Put another way – people are your best bet to securing continued and new jobs, so let’s turn away from things like how long you’ve been somewhere and instead favor referrals, offering a path to focus on what you’ve done. As co-founder Gajus Kuizinas says, “…We are giving people the tools to describe their proudest career moments, publicly thank the people with whom they’ve worked with, and begin accepting inquiries for future opportunities.”
The hiring process might need a modern refresh
Maybe Contra isn’t saying it in so many words, and perhaps this is a harsh way to think about it, but maybe our current models for evaluating employment are misguided.
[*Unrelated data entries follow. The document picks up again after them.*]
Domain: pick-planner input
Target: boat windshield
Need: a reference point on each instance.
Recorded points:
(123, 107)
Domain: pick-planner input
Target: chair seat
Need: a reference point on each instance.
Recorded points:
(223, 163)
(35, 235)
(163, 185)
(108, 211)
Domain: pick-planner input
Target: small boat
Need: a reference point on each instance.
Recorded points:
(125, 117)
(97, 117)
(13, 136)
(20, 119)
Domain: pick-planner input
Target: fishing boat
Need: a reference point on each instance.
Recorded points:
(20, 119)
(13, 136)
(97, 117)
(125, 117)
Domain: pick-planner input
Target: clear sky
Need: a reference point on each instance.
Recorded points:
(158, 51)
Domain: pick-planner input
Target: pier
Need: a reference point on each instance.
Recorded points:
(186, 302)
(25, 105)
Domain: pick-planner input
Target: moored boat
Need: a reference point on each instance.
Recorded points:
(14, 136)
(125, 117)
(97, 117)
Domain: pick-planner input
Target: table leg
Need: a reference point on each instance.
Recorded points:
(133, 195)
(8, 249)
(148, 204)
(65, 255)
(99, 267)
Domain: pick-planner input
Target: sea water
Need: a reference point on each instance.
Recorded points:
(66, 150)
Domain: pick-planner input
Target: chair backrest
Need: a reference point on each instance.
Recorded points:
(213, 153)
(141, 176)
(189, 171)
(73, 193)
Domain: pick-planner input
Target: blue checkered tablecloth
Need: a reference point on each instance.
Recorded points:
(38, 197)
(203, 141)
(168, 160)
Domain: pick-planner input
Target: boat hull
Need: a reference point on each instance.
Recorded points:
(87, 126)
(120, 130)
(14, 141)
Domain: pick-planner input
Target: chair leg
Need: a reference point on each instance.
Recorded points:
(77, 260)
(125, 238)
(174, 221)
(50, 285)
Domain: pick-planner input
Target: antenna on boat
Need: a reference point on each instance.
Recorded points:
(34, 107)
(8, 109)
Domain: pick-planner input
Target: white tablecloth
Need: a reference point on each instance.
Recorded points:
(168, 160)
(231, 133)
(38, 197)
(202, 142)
There’s an emphasis placed on working at the same place for an extended period of time and at prominent companies. Those aren’t bad indicators by any means – there is something to be said for working at well known and established corporations.
But this can be hazy and gloss over what exactly someone did, which can hurt or diminish their contributions. If we focus on the positive, proactive question here of hiring qualified individuals, then what is the best thing to look at? The work.
Nothing is as accurate as looking directly at the results someone has produced – that is what matters. Quality outweighs where you were or how long you were there. Turn the attention away from “this is a series of one-off projects all over the place” and instead zero in on how all of those things best represent someone’s skill set.
This brings up a second problem – how can you best show this when trying to get new gigs? Sometimes a portfolio can’t speak primarily for itself, or legal contracts prevent divulging assets, or someone may not be the best at selling themselves. Even with a killer inventory of projects, there are still hurdles to overcome.
A one-two punch: Looking directly at what matters
Contra has a solution for this – flex those high profile relationships you’ve made. If you’ve got people eagerly talking about what you’ve done, they absolutely will show off your work. And they’ll do it with a level of excitement that will make a solid and lasting impression. After all, they’ve already received the fruits of your labor, and they’ll happily talk it up.
It’s a brilliant approach that puts a bigger emphasis on reinforcing your experience through the use of those around you. Contra’s solution is elegant – let’s allow our users, contributors, makers, and freelancers have access to a platform where they can build out a network of people who can vouch for them, and then actively utilize that social aspect. Keep your resume and portfolio, sure, but use it in tandem with those who will elevate you.
It’s a move toward something more alive.
Contra’s Community Lead explains, “Before joining the Community team at Contra, I was a freelancer who desperately wanted to make new connections with clients and other freelancers. Though — don’t get me wrong, I didn’t just want to network for the sake of networking. I wanted to make relationships with people who I could learn from and be inspired by. When using other freelancing sites, I realized I needed more from these platforms, not a quick one-off project with strangers (I don’t dig transactional interactions).”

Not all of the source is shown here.